The round robin algorithm may not appear to work correctly in a Cisco CSS 11800 series content services switch. An example of such a problem could occur when you issue the show summary command. The results may not show an even distribution across servers.

Prerequisites

Requirements

There are no specific requirements for this document.

Components Used

The information in this document is based on the following hardware versions:

  • Cisco CSS 11800 series content services switch

The information in this document was created from the devices in a specific lab environment. All of the devices used in this document started with a cleared (default) configuration. If your network is live, make sure that you understand the potential impact of any command.

Conventions

For more information on document conventions, see the Cisco Technical Tips Conventions.

Understanding How Round Robin Algorithms Work on a Cisco CSS 11800

The CSS 11800 combines centralized processing and memory resources for policy-based flow setup with distributed network processors that support wire-speed flow forwarding.

The CSS 11800 Content Policy Engine consists of the following:

  • Four, one million instructions per second (MIPS) reduced instruction set computing (RISC) processors, which also are known as four switch fabric processors (SFPs)

  • 512 MB of memory

  • 20 Gbps of throughput

By distributing the incoming requests across the four SFPs, the CSS 11800 can handle high volumes of flows without sacrificing performance.

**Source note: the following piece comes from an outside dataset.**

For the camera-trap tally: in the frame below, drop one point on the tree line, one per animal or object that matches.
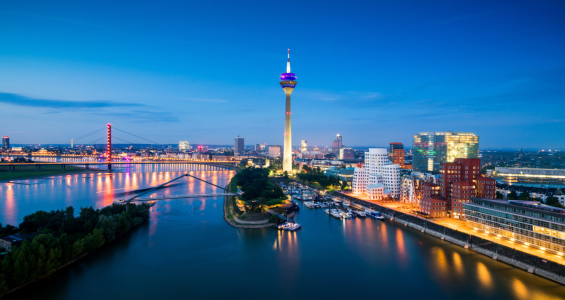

A CSS 11800 that is populated with two switch fabric modules (SFMs) gives the system a total of four SFPs, two of which are on each SFM. Incoming connections are distributed across the four SFPs for initial flow setup for greater overall performance. The exact distribution across SFPs is established by performing an X-OR on the protocol source and destination ports of the incoming request and binding it to one of the SFPs based on the last two bits of the result.

This distribution results in a statistical balance across the four SFPs, each of which runs its own instance of the load-balancing algorithm. In most cases, a perfect round robin load-balancing occurs because most applications use sequential ports, which results in perfect distribution across servers.

It may be possible to hit a different SFP, which could result in the same server being hit in succession because a separate instance of the load-balancing algorithm is being used per SFP. While this behavior can be noticed if a small number of nonsequential streams are used, it should result in better distribution as more streams are added. In real-world scenarios in which there are many flows, all four processors are used. Distribution across the servers should be fairly even.